I did not rise before my children Thursday morning, which is normally my plan of attack. I overslept until 6:30AM, when I was awoken by my youngest, to find that I was surrounded by six of my young pack members. They, then, proceeded to hurl the following questions at me in the following order in rapid fire fashion:
Will lava melt a diamond?
Can I eat the taquitos or are those for dinner?
Mom, will you smell this?
I know I’ve been rude and snotty all week, and I’m grounded, but is it ok if I go to McDonald’s with my friends before school?
I’m in a bad mood, will you stop being funny?
The speed, subject matter, and seriousness caused me to giggle a bit as the queries were quickly put forth, a reaction a couple of my kids did not appreciate, as they apparently had a rather foul disposition at that early hour.

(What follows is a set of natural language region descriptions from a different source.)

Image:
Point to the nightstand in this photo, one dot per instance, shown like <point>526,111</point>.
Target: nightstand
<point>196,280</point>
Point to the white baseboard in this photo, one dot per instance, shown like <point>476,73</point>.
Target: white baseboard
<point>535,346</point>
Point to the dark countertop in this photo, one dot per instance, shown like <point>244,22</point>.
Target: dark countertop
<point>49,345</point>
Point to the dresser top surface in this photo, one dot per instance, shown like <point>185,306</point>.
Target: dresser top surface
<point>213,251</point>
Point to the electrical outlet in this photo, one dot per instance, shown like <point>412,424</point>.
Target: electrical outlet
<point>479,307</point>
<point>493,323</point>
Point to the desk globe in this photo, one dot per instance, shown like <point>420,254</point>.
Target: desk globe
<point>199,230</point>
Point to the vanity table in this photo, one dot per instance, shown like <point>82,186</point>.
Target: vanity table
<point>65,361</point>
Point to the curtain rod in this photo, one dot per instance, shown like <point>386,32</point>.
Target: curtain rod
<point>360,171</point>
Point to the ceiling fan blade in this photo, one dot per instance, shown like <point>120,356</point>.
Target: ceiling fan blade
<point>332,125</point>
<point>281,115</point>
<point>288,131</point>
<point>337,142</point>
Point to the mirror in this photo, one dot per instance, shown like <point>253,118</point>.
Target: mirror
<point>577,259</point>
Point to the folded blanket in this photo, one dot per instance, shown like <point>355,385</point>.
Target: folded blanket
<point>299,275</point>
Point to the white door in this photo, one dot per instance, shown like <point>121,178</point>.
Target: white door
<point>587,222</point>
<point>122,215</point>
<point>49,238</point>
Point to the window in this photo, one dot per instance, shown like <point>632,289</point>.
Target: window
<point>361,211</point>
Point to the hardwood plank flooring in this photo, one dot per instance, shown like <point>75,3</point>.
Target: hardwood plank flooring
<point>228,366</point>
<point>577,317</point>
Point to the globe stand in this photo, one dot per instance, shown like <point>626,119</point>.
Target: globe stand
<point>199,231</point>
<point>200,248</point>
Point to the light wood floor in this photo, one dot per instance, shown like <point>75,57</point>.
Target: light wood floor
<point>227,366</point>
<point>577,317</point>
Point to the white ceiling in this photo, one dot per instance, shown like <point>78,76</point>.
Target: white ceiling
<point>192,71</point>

The Professor, who had semi-awoken in the midst of this onslaught and was staring at the progeny surrounding our bed in what, I can only assume, was an attempt to determine whether he was awake or in the midst of a parenting nightmare, crashed back onto his pillow, pulled the covers over his head, and mumbled something about, “Why the bloody ‘ell did we teach them to talk?”
This caused me to giggle more, an action not at all appreciated by “I’m in a bad mood.”
I got my giggling under control and woke up my brain. I answered the questions as listed below. It was a good reminder that you never know when that college education is going to come in handy.
It was also a good reminder that we need to get the lock on our bedroom door fixed. Soon.
Laugh Out Loud!
[Answer key (answers listed in the order of the questions above):
It depends on the size of the shield, the conductivity of the metal, and your proximity to it. Effects would be somewhere from hearing loss to death. Please do not stand in the next thunderstorm with a metal shield to test this out.
Lava near the service of the earth does not have enough pressure to melt a diamond, but a diamond will burn at the temperature surface lava produces, provided there is oxygen present. But, that seems like a waste of a perfectly good diamond.
Yes, eat the taquitos, as long as you don’t mind having Cheerios for dinner.
No, I will not. If you have to ask, it’s dirty.
Are you just trying to make me laugh? Not a chance, darlin’. Not even if you smell that thing for your brother.